Hayatta sebebi olmayan tek bir toz zerresi bile yok, bilirim. Gel gelelim, "anlamlar" bizim icadımız mîrim.
Değilse nasıl açıklardık "ilk"lere atfettiğimiz bunca önemi? Ve insan, hep açıklamak zorunda mıdır ki eylemlerinin sebebini? Sadece anlamlı olsa yani, yetmez mi? Yetsin dilerim. Sebepsizce; lakin büyük bir hevesle "ilk"lerimi not etme arzumun bir açıklaması var eminim.
Bugün ilk fransızca kitabıma başladım : "Le Petit Prince". Özenle, itinayla ve hevesle seçilmiş bir başlangıç.
Bir kitabın orijinalini okumak ne büyük zevkmiş. Büyüklüğü, içinde bir çok heyecanı birden barındırmasından gelirmiş. Öyküye kapılıp giderken dil geliştirmek, kelime hazinesini genişletmek, çevirmenliğin tadına bakmak... Hepsi mümkün bir okuma sırasında.
Kitabı okurken eşzamanlı olarak bir iki çevirisine göz attım, ve anladım ki orijinalinden okumadığımız her kitap biraz eksik.

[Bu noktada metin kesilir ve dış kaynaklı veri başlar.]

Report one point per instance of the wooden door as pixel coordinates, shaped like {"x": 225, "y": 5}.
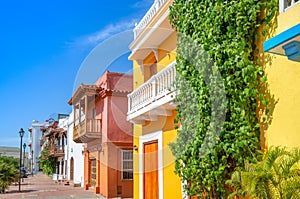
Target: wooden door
{"x": 92, "y": 172}
{"x": 72, "y": 169}
{"x": 151, "y": 170}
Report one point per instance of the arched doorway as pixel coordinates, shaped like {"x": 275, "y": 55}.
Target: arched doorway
{"x": 72, "y": 169}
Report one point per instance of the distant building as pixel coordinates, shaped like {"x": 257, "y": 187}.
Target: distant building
{"x": 74, "y": 155}
{"x": 34, "y": 144}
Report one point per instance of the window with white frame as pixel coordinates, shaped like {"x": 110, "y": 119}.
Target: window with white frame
{"x": 127, "y": 165}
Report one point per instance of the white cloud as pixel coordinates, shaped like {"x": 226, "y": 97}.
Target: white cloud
{"x": 142, "y": 4}
{"x": 95, "y": 38}
{"x": 110, "y": 30}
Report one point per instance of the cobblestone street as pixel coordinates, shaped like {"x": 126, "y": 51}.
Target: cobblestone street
{"x": 41, "y": 186}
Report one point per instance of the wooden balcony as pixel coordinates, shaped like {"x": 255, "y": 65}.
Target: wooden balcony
{"x": 57, "y": 151}
{"x": 87, "y": 130}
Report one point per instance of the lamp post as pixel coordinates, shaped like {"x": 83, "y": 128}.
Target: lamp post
{"x": 24, "y": 146}
{"x": 31, "y": 162}
{"x": 21, "y": 132}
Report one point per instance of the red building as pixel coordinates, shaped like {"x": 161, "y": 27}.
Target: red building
{"x": 100, "y": 122}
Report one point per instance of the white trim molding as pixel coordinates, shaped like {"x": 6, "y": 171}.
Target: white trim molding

Kulaktan kulağa oynamaya benziyor biraz. Nasıl biri diğerinden duyduğunu anladığı gibi dile getiriyorsa, bu da aynı şey. Fakat bir yandan da çeviri işi çok hoşuma gitti, "yapılır bu iş yau!" dedim kendime. Ve dakikasında çevirmen kıyafetlerimi kuşandım! Ben ki, zengin bir gardroba sahip insanların ne giyeceğine karar verememesi çaresizliğindeyim mîrim!
En son ne zaman, hangi kitabı bitirmiş olduğunu dahi hatırlayamayan kitapsever bir insanın silkinip kendine gelmesi, yenilenmesi gibi bir şey oldu bugün.
Bana kitap okutmayan her duygunun yakasına yapışıp, zorla benden çaldıkları zamanımı aldım. Zafer gibi bir şey oldu bugün.
Bir kitapta şöyle bir şey geçiyor;
"Dostum, biraz daha okumalısın örneğin. Okudukça, sevgiden başka ilgilenmen gereken şeyler olduğunu sen de anlayacaksın. Kafanı sevmeye takıp da, kendini bu kadar sınırlama. Kimsenin yaşamı, birini sevmek ya da birinin onu sevmesi değildir, olmamalı. Hayatın karşısında biraz daha sıkı dur. Sana güveniyorum." (Ece Temelkuran- Bütün Kadınların Kafası Karışıktır)
Söz dinlemek gibi bir şey oldu bugün.